This article is about how my cat helped me discover how to be happier. Her final leson came to me as she was put to sleep in my arms.
I thought wrong. As life would have it, I moved to a building that was cat friendly, and my sister decided to move to Florida not far from where I was living. Of course, this was about six months after I made the comment about how nice it would be to adopt that Oriental Short Hair at the vet.
When Smooshie arrived she pranced out of her carrier and started sniffing around the place. It was then I was informed about the prior life if Smooshie. I discovered that Smooshie used to be called Misty, and she was five years of age.
Misty was raised in a cattery, and used for breeding show cats, as she herself was a purebred Oriental Short Hair. When Misty had had her share of kittens, she was adopted by a woman who decided to have her front and rear claws removed so that she would not risk having her wood floors scratched by cat claws.
Somehow Misty managed to cause enough havoc at this woman’s home that she was taken to the vet as an unmanageable cat. Now she was living with me, and I decided to name her Smooshie because I think all cats are Smooshie little creatures!The time in my life in which Smooshie was living with me was not a very enjoyable time. I had many reasons to not be happy with my life, and I blamed. I blamed the economy for my troubles. I blamed the state I lived in for my troubles. I blamed the condo board of directors for my troubles. I blamed anybody and everything outside of myself for my “troubles”.
Through this Smooshie was right there. She was always waiting for me to get home, and she never judged me. I would even get angry with Smooshie for waking me up by purring and wanting to be fed in the mornings, and she still loved and accepted me. She accepted me when I retreated in front of the computer to spend hours upon hours in cyber space avoiding my “troubles”. Smooshie was still right there accepting and loving me.
In the course of our time together there were many challenges for Smooshie. There was the time when I was gone for the weekend and upon returning I discovered the alarm clock had being going off for just about the entire weekend. She really did not appreciate that. I will never forget the look on her face as I walked through the front door. She was on top of the counted screaming – and let me tell you, that cat could meow!There was also the time when the other cat I lived with bit her throat and it got infected. She had to be rushed to the vet for emergency surgery. At this point the vet discovered her jay was also broken, and it was an old break. She then had her jaw wire enforced.
About a year later I noticed something kind of off about the way Smooshie looked. It was as if she was telling me something. Again, I took her to the vet. The vet discovered lumps in her breast and recommended a biopsy. The results of the biopsy confirmed cancer. I was told that I could elect to have another surgery for Smooshie, but the chances of the cancer coming back were about 99%. I was also told this cancer was common in female cats that were not spayed in their first couple years of life.
Smooshie had been through a lot, and I decided to allow her to live as long as she wanted to without subjecting her to a battery of surgeries. After another five months Smooshie was not doing well. Her once beautiful coat looked battered. She had lost weight and stopped eating. I knew it was time, but I waited a couple more days somehow hoping she would get better. I loved Smooshie, and it was painful to let her go. She taught me so much.
One: Smooshie had been there for me when I was not there for myself.

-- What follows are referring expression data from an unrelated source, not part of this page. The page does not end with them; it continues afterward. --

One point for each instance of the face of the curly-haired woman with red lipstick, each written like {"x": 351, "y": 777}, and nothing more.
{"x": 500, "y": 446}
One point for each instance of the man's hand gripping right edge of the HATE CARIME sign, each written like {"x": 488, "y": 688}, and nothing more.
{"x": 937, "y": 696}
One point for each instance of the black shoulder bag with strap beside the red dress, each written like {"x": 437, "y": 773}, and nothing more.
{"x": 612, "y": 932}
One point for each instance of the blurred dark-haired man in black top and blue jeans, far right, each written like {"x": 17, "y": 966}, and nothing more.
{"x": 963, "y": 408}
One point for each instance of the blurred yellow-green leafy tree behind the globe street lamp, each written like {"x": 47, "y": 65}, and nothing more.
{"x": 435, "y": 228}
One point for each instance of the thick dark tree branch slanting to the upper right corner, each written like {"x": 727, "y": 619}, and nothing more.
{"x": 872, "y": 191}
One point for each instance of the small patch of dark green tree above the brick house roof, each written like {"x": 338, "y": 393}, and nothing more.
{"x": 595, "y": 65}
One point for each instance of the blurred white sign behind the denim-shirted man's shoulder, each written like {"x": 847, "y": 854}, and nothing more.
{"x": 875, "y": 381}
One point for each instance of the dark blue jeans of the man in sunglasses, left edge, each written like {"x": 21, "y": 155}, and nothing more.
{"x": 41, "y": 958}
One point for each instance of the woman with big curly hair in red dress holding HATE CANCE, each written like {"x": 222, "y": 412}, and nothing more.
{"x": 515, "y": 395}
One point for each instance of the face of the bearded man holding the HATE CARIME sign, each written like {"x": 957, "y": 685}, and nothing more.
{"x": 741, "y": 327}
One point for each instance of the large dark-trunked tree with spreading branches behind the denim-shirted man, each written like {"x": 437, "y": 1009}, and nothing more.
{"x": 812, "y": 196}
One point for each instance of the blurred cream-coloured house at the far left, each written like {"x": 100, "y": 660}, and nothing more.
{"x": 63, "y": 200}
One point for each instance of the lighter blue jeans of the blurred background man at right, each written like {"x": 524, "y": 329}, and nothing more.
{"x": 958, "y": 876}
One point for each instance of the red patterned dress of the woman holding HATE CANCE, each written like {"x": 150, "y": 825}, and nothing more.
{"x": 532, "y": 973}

Two: She did not judge me when I judged myself.
Three: She allowed herself to have fun whenever she got the chance.
Four: She had no difficulty speaking her mind.
Five: She was quick to forgive when upset.
Now it was time for her final lesson. Both my wife and I took her to the vet in the morning. Routinely, she fussed about being in the carrier on the way to the vet. On this occasion we opened the door to her, and allowed her out if she pleased. Once in the vet we were ask the difficult question of whether or not we wanted to be in the same room when she was euphonized.
We decided to stay in the room. I also deiced to hold her as she was being put to sleep. This part was difficult, and as difficult as this was I knew that is what she wanted. Smooshie was sitting in my lap looking like a ghost of the cat she once was. She looked at me as if to tell me it was ok. She was ready to go, and her body no longer worked in this world. I still had difficulty letting go.
I did not want to see things end like this, and I had no control. It was my turn to show her unconditional love and support. It was my turn to allow Smooshie to act however she wanted without resistance. It was my turn to be there for her no matter what the circumstance.
The vet injected her and within a matter of seconds she was gone. Her diseased looking coat lay down and looked just as beautiful as the day I met her. Her eyes closed and she looked to be in the most peaceful of sleeps. I wanted to hold her until she woke up, but I knew that would not be. She was no longer in pain, and she no longer suffered. I knew she was grateful to leave this world in my loving arms, and I was grateful to be able to be with her as she peacefully left.
The most important thing Smooshie reminded me is to respect life. Enjoy life. Life is a gift, and she was letting me know I would be much happier if I realized how much a gift life is NOW rather then as I exit this world. Thank you Smooshie!